O Estado de S. Paulo. | 25 de janeiro de 2026 - 07h30

Palácio do Planalto instala grades antes da chegada de Nikolas Ferreira

Grades foram instaladas por segurança; marcha liderada pelo deputado chega à Brasília neste domingo

POLÍTICA
O deputado Nikolas Ferreira lidera caminhada em direção à Brasília - (Foto: Imagem Ilustrativa/A Critica)

O Palácio do Planalto amanheceu cercado por grades de proteção no sábado (24), em Brasília. A medida foi adotada diante da manifestação organizada pelo deputado federal Nikolas Ferreira (PL-MG), que percorre rodovias em direção à capital federal e tem previsão de chegada neste domingo (25).

Segundo o Gabinete de Segurança Institucional da Presidência da República (GSI), a instalação das grades segue protocolos adotados sempre que há possibilidade de atos próximos à sede do governo federal. Em nota, o órgão informou que a ação tem caráter preventivo diante de manifestações programadas nas imediações do prédio presidencial.

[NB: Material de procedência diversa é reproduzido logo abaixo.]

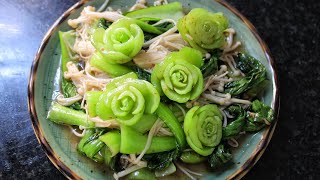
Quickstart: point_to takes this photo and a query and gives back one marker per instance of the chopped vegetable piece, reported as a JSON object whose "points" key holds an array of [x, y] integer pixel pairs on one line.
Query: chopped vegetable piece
{"points": [[202, 29], [64, 115], [121, 41], [192, 157], [219, 157], [179, 76], [133, 142], [128, 101], [203, 128], [172, 122]]}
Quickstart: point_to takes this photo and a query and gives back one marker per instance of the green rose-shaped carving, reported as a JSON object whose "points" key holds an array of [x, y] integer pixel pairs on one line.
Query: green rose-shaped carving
{"points": [[120, 42], [203, 128], [202, 29], [126, 99], [179, 76]]}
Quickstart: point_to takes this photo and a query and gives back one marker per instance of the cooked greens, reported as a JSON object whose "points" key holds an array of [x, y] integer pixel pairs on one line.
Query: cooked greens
{"points": [[202, 29], [186, 108]]}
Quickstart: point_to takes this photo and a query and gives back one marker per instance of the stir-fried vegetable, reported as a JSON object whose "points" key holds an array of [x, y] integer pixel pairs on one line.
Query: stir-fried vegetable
{"points": [[254, 80], [90, 145], [145, 121], [220, 156], [120, 42], [235, 127], [133, 142], [169, 11], [127, 99], [179, 76], [203, 128], [68, 89], [202, 29], [64, 115]]}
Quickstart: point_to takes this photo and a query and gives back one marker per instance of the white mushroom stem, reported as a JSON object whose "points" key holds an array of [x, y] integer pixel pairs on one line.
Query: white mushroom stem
{"points": [[223, 99], [68, 101]]}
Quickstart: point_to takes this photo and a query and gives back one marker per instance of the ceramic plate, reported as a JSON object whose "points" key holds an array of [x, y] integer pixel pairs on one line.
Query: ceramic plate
{"points": [[60, 144]]}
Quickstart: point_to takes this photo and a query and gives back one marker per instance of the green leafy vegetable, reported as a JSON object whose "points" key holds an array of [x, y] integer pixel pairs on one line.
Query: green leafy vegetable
{"points": [[64, 115], [92, 98], [255, 78], [112, 140], [161, 160], [211, 66], [90, 145], [202, 29], [143, 74], [133, 142], [141, 174], [191, 157], [179, 76], [99, 61], [120, 42], [235, 127], [220, 156], [172, 122], [113, 162], [259, 116], [127, 99], [203, 128], [166, 171]]}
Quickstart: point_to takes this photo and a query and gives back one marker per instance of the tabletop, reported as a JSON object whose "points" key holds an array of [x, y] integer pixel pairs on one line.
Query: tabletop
{"points": [[290, 28]]}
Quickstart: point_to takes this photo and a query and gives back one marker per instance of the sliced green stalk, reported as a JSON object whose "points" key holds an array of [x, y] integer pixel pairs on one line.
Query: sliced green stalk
{"points": [[191, 157], [92, 98], [112, 139], [113, 70], [141, 174], [91, 146], [64, 115], [172, 122], [133, 142], [145, 123]]}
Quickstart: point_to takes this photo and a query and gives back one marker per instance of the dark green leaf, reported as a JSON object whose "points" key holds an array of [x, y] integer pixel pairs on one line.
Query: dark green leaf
{"points": [[141, 174], [161, 160], [258, 116], [235, 127], [90, 145], [142, 74], [68, 89], [220, 156], [112, 162], [210, 66], [254, 80]]}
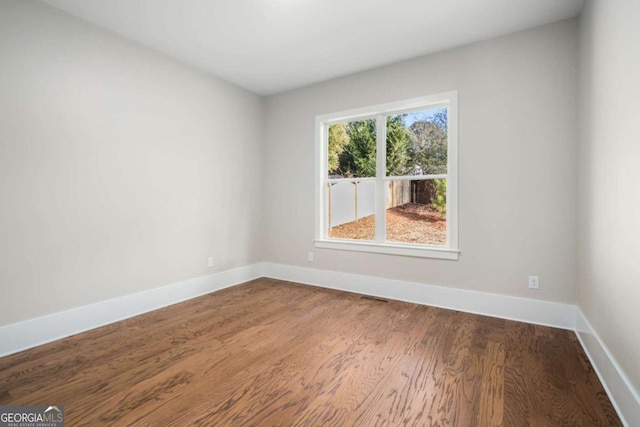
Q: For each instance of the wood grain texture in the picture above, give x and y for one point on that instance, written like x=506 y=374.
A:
x=276 y=353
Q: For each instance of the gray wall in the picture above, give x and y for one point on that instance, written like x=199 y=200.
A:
x=518 y=120
x=609 y=179
x=120 y=169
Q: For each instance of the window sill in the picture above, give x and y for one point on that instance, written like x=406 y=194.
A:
x=390 y=249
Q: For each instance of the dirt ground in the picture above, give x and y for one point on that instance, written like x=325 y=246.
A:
x=409 y=223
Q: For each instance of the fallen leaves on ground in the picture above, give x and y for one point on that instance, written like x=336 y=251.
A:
x=408 y=223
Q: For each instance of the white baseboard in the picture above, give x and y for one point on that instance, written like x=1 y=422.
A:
x=624 y=397
x=566 y=316
x=33 y=332
x=506 y=307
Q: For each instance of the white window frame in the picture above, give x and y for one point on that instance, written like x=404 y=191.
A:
x=451 y=250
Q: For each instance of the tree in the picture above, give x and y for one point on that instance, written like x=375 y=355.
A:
x=398 y=142
x=358 y=158
x=338 y=138
x=428 y=148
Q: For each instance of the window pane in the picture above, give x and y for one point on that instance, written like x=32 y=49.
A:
x=352 y=210
x=417 y=143
x=352 y=149
x=416 y=211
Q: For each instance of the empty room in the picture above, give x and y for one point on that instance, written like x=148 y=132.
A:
x=319 y=213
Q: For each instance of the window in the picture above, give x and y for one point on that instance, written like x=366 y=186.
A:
x=387 y=178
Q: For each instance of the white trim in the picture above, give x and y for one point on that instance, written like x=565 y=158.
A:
x=538 y=312
x=626 y=400
x=622 y=394
x=34 y=332
x=381 y=171
x=378 y=112
x=388 y=248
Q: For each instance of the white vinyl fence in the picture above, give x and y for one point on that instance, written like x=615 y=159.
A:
x=350 y=201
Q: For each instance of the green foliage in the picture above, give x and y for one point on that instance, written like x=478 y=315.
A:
x=419 y=149
x=358 y=158
x=428 y=148
x=398 y=141
x=338 y=138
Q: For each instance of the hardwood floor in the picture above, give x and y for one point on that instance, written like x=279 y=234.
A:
x=276 y=353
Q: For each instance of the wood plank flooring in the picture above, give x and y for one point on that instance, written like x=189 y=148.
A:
x=276 y=353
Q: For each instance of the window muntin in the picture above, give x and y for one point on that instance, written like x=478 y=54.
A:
x=392 y=170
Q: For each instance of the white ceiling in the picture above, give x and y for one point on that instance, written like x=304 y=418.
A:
x=269 y=46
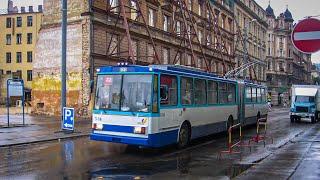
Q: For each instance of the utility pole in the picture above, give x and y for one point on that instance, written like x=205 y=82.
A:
x=63 y=55
x=246 y=53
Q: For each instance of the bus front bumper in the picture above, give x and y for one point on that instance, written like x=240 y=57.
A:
x=120 y=139
x=303 y=115
x=153 y=140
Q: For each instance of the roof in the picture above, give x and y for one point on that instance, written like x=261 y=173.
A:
x=288 y=15
x=170 y=69
x=270 y=11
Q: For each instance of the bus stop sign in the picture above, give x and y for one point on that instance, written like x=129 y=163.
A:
x=306 y=35
x=68 y=119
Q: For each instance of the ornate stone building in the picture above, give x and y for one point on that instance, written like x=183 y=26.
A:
x=286 y=65
x=196 y=33
x=250 y=21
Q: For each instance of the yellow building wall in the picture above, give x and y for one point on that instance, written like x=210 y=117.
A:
x=23 y=47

A caminhada foi convocada por Nikolas Ferreira em protesto contra as condenações relacionadas aos atos de 8 de janeiro de 2023. O percurso previsto é de aproximadamente 240 quilômetros. O movimento começou com adesão reduzida, mas passou a mobilizar mais apoiadores ao longo da última semana, impulsionado por publicações nas redes sociais.

O crescimento do ato ocorreu dias depois de setores do bolsonarismo cobrarem maior engajamento público em defesa do ex-presidente Jair Bolsonaro (PL). A manifestação passou a ser tratada por autoridades de segurança como um evento que exigia monitoramento constante.

Na sexta-feira (23), a Polícia Rodoviária Federal encaminhou um ofício ao gabinete do deputado informando que adotaria providências para garantir a segurança dos manifestantes e dos demais usuários das rodovias por onde o grupo circula. De acordo com a equipe de Nikolas, o contato teve caráter preventivo e não trouxe determinações formais.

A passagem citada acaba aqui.